Auch wenn ich persönlich nicht mit jeder Abstimmung glücklich bin, erfüllt mich die Schweizerische Eigenheit mit den regelmässigen Willensbekundungen der Bevölkerung mit Stolz und Dankbarkeit. Dankbarkeit, in einem Land leben zu dürfen, in dem das Wir über wichtige Frage entscheiden darf. Und Stolz, weil der Volkswille nicht einfach von einem „Volksegoismus“ getrieben ist, sondern ganz oft die Vernunft über persönlichen Vorteilen obsiegt.

Noch immer habe ich einen deutschen Kollegen im Ohr, der meinte, es würde wohl kein anderes Land per Volksabstimmung zusätzliche Ferienwochen ablehnen. Während mir in der ganzen Corona-Diskussion doch erhebliche Zweifel am viel zitierten „gesunden Menschenverstand“ kamen, glaube ich an so etwas wie einen „gesunden Volksverstand“. Als Einzelne mögen wir uns in einer Sache verrennen, als Volk werden wir gemeinsam immer wieder einen gangbaren Weg finden.

„I bi dr gäge – wägem Töfflifahre“

Dieser „gesunde Volksverstand“ funktioniert aber nur so lange gut, wie wir alle die Fähigkeit besitzen, einen Schritt zurückzutreten und versuchen eine Sachlage in grösseren Zusammenhängen als der eigenen Lebensrealität zu betrachten.
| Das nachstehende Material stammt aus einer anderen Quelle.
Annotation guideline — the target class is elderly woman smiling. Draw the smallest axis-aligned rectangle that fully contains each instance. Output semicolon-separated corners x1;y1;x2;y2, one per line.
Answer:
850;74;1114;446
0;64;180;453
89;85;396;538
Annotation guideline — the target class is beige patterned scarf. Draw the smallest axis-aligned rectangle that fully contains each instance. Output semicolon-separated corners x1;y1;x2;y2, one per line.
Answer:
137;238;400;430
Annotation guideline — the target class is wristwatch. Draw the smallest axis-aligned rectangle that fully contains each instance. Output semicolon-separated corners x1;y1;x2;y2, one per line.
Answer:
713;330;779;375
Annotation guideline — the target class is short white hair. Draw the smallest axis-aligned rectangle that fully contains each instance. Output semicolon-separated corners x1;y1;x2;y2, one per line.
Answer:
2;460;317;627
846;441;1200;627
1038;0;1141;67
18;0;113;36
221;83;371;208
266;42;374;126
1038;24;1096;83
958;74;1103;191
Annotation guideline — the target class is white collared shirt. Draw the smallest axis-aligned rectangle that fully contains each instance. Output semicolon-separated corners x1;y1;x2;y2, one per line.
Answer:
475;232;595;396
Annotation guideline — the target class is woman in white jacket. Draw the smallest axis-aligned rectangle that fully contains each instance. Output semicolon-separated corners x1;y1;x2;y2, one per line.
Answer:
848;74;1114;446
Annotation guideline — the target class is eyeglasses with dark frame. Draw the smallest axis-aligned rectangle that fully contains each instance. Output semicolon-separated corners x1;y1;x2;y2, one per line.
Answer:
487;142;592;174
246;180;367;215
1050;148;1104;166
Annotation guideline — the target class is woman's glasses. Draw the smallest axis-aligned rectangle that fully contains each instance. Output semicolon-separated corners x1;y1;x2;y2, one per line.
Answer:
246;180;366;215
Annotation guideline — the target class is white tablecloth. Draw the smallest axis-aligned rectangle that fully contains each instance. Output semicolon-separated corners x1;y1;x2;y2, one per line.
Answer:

Die gegenwärtigen Diskussionen um das CO2-Gesetz zeigen, wie umkämpft dieses Miteinander vom Ich und dem Grossen Ganzen ist. Meinem Sohn, der den haushälterischen Umgang mit seinem Jugendlohn noch am Einüben ist, kann ich verzeihen, wenn er, im Grunde atypisch für seine Ansichten, auf SVP-Parolen aufspringt und sagt: „Ich würde nein stimmen, ich will doch nicht, dass die Tankfüllung für mein ‚Töffli‘ (Mofa) teurer wird.“

Dass seine Rechnung wahrscheinlich nicht mal stimmt, weil er ja Töffli fährt, aber nicht in der Welt herumjettet und somit mehr Geld zurückkriegt, ist hier nur eine Nebensache.

Was mich beschäftigt, ist, dass der „gesunde Volksverstand“ genauso wie der „gesunde Menschenverstand“ bedroht ist. Er wird verloren gehen, wenn wir uns vom bequemen Egoismus treiben lassen: Der persönliche Profit sollte nicht das Mass aller Dinge sein bei unseren Entscheidungen – weder bei Volksabstimmungen noch im persönlichen Verhalten.

Ganz nach dem Motto: Klimaneutralität ist super – so lange ich mich nicht beschränken muss. Windenergie ist super – so lange das Windrad nicht in meiner Nähe aufgebaut wird.

Ich hoffe, dass auch bei den kommenden Abstimmungen der „gesunde Volksverstand“ über den persönlichen Profit gewinnen wird.

Glücksaufgabe

Beteilige dich an der Abstimmung, denn das macht glücklich.

Mindestens die Tatsache, dass wir die Möglichkeit haben, via Volksabstimmungen zu partizipieren macht nachweislich glücklich (das zeigen Ländervergleiche). Ob wir das Stimmrecht auch wirklich beanspruchen, ist dann eine andere Sache.